Primeiro de tudo, é importante ressaltar que em questões técnicas, não há dúvidas que James Gray é muito cuidadoso no que faz. Você talvez já conheça a competência dele de filmes como “Ad Astra: Rumo às Estrelas” (ficção contemplativa e que agrada se o espectador for paciente), “Z: A Cidade Perdida” (um bom filme de aventura) ou de “Era Uma vez em Nova York” (um drama com tema relevante).
Então, nem é preciso muitos elogios para a direção, fotografia, edição e trilha sonora, porque “Armageddon Time” é um filme bem redondinho nesses aspectos. Assim, o que realmente importa é falarmos de dois aspectos: roteiro e atuações. Ao longo dos próximos parágrafos, vou mesclar tais considerações.
Bom, para falar sobre “Armageddon Time” é preciso uma dose de filosofia. Relaxa, não vou divagar — não muito, pelo menos. O ponto é que ele foge do padrão de dramas que dão uma contextualização e desenvolvem uma história por cima. Como eu disse previamente: não há começo, meio e fim. Trata-se de um recorte da vida do protagonista com pontos relevantes que permeiam esta curta trajetória.

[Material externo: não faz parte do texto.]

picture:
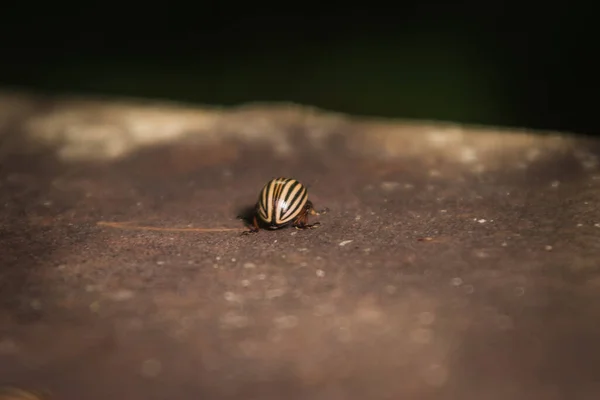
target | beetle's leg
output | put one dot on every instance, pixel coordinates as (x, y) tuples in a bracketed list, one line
[(301, 221), (254, 228), (311, 209)]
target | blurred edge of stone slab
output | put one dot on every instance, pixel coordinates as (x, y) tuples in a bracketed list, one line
[(94, 128)]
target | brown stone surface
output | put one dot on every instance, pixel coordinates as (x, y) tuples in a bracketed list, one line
[(455, 263)]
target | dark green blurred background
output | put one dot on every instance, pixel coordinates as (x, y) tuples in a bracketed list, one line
[(511, 64)]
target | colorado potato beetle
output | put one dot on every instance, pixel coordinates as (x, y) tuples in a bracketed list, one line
[(281, 202)]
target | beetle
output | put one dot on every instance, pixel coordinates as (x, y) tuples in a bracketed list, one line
[(281, 202)]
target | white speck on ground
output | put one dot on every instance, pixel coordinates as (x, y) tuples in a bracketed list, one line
[(456, 281), (121, 295), (389, 186)]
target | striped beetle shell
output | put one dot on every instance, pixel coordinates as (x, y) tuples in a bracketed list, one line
[(282, 201)]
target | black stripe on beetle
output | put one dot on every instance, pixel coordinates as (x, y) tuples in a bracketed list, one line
[(283, 202)]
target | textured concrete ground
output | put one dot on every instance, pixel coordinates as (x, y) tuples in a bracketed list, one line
[(455, 263)]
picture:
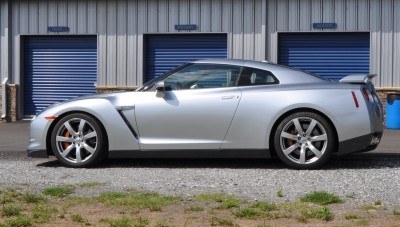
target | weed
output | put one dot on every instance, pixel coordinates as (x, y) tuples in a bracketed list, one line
[(323, 213), (378, 203), (216, 221), (59, 191), (33, 198), (78, 218), (321, 198), (194, 208), (351, 216), (152, 201), (264, 206), (128, 222), (43, 212), (11, 210), (248, 213), (368, 207), (18, 221)]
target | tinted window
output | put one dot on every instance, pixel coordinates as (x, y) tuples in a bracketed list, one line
[(251, 77), (203, 76)]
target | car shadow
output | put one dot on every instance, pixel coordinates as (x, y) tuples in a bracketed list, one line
[(353, 161)]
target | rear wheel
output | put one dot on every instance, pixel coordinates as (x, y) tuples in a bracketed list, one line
[(78, 140), (304, 140)]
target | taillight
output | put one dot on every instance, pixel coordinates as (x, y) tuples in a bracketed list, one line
[(355, 99), (367, 94)]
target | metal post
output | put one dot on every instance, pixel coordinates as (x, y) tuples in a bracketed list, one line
[(4, 98)]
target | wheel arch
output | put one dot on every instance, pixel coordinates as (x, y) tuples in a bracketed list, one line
[(53, 124), (296, 110)]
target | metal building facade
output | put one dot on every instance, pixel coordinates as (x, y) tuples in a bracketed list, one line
[(252, 28)]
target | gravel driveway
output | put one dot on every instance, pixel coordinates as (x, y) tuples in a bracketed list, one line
[(367, 177)]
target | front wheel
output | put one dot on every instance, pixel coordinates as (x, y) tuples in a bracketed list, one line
[(304, 140), (78, 140)]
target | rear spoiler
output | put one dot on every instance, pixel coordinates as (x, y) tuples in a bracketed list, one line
[(358, 79)]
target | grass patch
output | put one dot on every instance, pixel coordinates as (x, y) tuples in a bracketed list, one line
[(33, 198), (225, 201), (92, 184), (279, 193), (152, 201), (368, 207), (42, 213), (58, 191), (78, 218), (323, 213), (321, 198), (194, 208), (248, 213), (351, 216), (128, 222), (18, 221), (216, 221), (11, 210), (264, 206)]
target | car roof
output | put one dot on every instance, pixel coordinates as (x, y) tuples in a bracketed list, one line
[(286, 75)]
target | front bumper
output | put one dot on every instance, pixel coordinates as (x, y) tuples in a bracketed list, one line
[(37, 153), (364, 143)]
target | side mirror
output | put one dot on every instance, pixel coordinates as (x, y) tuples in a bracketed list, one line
[(160, 86)]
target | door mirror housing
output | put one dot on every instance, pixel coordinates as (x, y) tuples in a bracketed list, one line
[(160, 86)]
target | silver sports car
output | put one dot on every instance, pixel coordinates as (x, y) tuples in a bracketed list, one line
[(216, 108)]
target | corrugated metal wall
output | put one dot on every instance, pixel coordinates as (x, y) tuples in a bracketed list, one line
[(120, 26), (380, 17)]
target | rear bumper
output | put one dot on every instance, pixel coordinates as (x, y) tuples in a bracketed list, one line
[(364, 143), (37, 153)]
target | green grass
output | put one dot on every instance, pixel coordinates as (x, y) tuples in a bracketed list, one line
[(78, 218), (33, 198), (351, 216), (320, 198), (217, 221), (42, 212), (11, 210), (152, 201), (58, 191), (248, 213), (322, 213), (19, 221), (224, 201), (264, 206), (128, 222), (194, 208)]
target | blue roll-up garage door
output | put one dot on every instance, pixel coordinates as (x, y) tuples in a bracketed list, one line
[(58, 68), (332, 55), (165, 52)]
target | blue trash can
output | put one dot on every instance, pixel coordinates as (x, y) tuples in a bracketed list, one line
[(393, 111)]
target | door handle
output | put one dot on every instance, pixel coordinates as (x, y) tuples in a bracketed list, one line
[(230, 97)]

Aqui, James Gray tenta mostrar que a história como um todo são as diferentes contextualizações que diferentes protagonistas têm a respeito da sociedade e do tempo em que elas vivem. Se hoje você acha que o mundo parece estagnado nas mesmas concepções, é porque você não está enxergando o grande panorama.
Seus avós ou seus pais provavelmente já viram muitas transformações do mundo e talvez vejam um mundo muito diferente de duas, três ou mais décadas atrás — vai dizer que seus avós nunca começaram algumas frases com a seguinte construção: “não, porque no meu tempo era diferente”.
Sim, era tudo diferente mesmo. O mundo já foi mais racista, mais machista e mais preconceituoso. Certamente ele ainda está longe de ser o ideal para todos, porém há uma transição constante entre gerações. E, sempre vale recapitular, a percepção de mundo depende do ponto de vista, então para muitos o mundo é um lugar horrível.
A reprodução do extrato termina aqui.